On a more tragic note, the question of whether South Africa really should be hosting the World Cup took a turn for the worse, as 15 people were injured, including one police officer who was severely injured as fans stampeded and trampled one another at the gates before the Nigeria vs North Korea match this morning in Tembisa, South Africa.  More details on the incident can be found here, and does raise the question about whether security will be stepped up and better crowd control put into place in the next week.

Be on the lookout for more posts in the coming weeks, I’m sure the World Cup will provide a plethora of interesting articles and topics.


Jazz Lawsuit

June 6, 2010

A very interesting lawsuit, from a sport finance perspective, was filed last week in Utah. A group of VIP Jazz ticket holders, called “the 100 Club” are suing the team for $19 million because of a change in the team’s policy about the transfer of season tickets.  The 100 Club has between 50 and 60 members who own the rights to tickets in the first five rows in the arena.  It was formed in the late 1980s to raise capital for the team when it needed money.  At that time, the members paid a one time membership fee based on location and received the rights to their seats, along with the right to sell or bequeath the seat after paying the team a $1,000 fee.  In effect, the 100 Club agreement converted a selected number of seats in the arena into assets under the control of the seat owner, not the team.  It’s basically a PSL.  100 Club members are also able to buy other season tickets at a 20% discount.  Presumably, these 100 Club seats appreciated significantly in value, but I have not seen any information about how valuable – the market for these seats may be quite thin.

Until recently, 100 Club seats were the only seats in the arena with this sort of property rights structure.  In January, the team started something called the “Transfer Marketplace” program that allowed other season ticket holders to sell the rights to their seats, as long as the team got 30% of the sale price.  The emergence of this substitute for Club 100 seats led to a decline in the value of Club 100 seats by 90%, according to the suit.  That amounts to $16 million in losses to Club 100 members, and led to the lawsuit.

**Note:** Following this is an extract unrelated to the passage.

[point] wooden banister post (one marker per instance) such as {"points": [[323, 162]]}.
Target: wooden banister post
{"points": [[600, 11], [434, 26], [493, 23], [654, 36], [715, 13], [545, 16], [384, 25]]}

The economics of this case are quite interesting.  The existence of these Club 100 seats represents a significant external financial benefit that the team would clearly like to capture.  I can’t imagine what was going on in the late 1980s that led the Jazz to form the 100 Club in the first place.  If they needed more revenues, why not just raise ticket prices?  Or take out a loan?  The creation of the new secondary market for season tickets, the “Transfer Marketplace” program, implies significant excess demand for season tickets to Jazz games, which implies that the team is not correctly pricing season tickets.  In addition, the team appears to have alienated their loyal VIP ticket holders in the process.

Details about the lawsuit can be found in this article from the Salt Lake Tribune.